Culture Warrior Ed Gillespie Emerges as Defender of Virginia Monuments: ‘I’m For Keeping Them Up’

Ed Gillespie
Steve Helber/AP

Virginia’s Confederate history is again at the center of the State’s electoral politics. Republican Gubernatorial nominee Ed Gillespie vowed to preserve monuments in a new ad for an election CNN is calling a “culture war.”

“I’m for keeping ’em up,” Gillespie tells Virginia voters in the ad, launched Wednesday, adding, in reference to his general election opponent Lt. Gov. Ralph Northam, “and he’s for taking ’em down. That’s a big difference in November.”

By contrast, Northam told a Richmond, VA, radio station, in August, that, with regards to that city’s Civil War monuments, “I will do everything that I can, that I have authority to do to remove the statues at the state level.”

Incumbent Democrat Terry McAuliffe, under whom Northam has faithfully served, has been among the nation’s leading anti-Confederate monuments officials, calling them “symbols of hatred.” He repeatedly pushed for their removal, despite Virginia law not granting him that power.

In the 1861-65 war, Virginia was host to the Confederate Capitol and the home of many of the South’s greatest leaders, including Gen. Robert E. Lee, Gen. Thomas “Stonewall” Jackson, Gen. Joseph E. Johnston, and Gen. J.E.B. Stuart. The state is littered with monuments to these men and memorials to the tens of thousands of other sons of Virginia who perished in Confederate service. These statues have, in recent years, become greater and greater targets of leftist fury – with activists, and now politicians, working to erase the historical memory of the Confederacy from Virginia’s public places.

On Thursday, the monuments issue caused CNN’s Eric Bradner to claim, “The Virginia governor’s race has turned into a culture war.”

Bradner notes President Trump’s support for Gillespie, citing his monuments stance.

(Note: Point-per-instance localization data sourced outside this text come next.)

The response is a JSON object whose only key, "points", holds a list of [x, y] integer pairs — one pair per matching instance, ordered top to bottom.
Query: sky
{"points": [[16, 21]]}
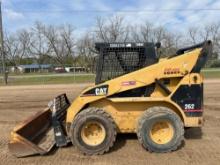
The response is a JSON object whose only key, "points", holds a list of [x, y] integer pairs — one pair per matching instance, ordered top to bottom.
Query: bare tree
{"points": [[111, 30], [62, 43], [17, 46], [39, 46]]}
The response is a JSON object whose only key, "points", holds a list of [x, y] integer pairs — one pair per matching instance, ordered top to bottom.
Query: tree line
{"points": [[61, 45]]}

On the other side of the campaign, Democrats have fallen back on trying to link Gillespie to “hate” and racism, distributing mailers superimposing Gillespie and Trump above an image from August’s torchlight white nationalist march in Charlottesville. Gillespie’s campaign manager called the move a “new low”:

Gillespie has stated that “white supremacists have no place in Virginia.” The Northham flyer makes no attempt draw a logical, ideological, or causal link between Gillespie and the “Unite the Right” rally, or racism more generally, but CNN’s Bradner posits the “basis” for the ad is Gillespie’s not sufficiently condemning President Trump’s entirely accurate remarks following the Charlottesville rally.

The president, to the chagrin of substantially all the mainstream media and a great mass of both major parties’ political establishments, claimed, in effect, that many people attending the rally, ostensibly to defend Charlottesville’s Confederate monuments, were not “white supremacists” or “neo-Nazis” and that leftist counter-protesters, including “Antifa” gangs, shared responsibility for the violence.

Meanwhile, another Virginia Democratic Party campaign flyer came under fire for conspicuously omitting their black nominee for Lt. Governor, Justin Fairfax. In earlier flyers, Fairfax had appeared, in proper order of precedence, between white Gubernatorial nominee Northam and Mark Herring, the also white attorney general candidate. As the race neared its conclusion, and polls put Gillespie up by as much as eight points over Northam, flyers reportedly distributed in Northern Virginia showed only Northam and Herring, creating the impression of an all-white ticket. The Northam campaign claims it created the Fairfax-free flier at the behest of the Laborers’ International Union of North America, who endorsed him and Herring, but not Fairfax.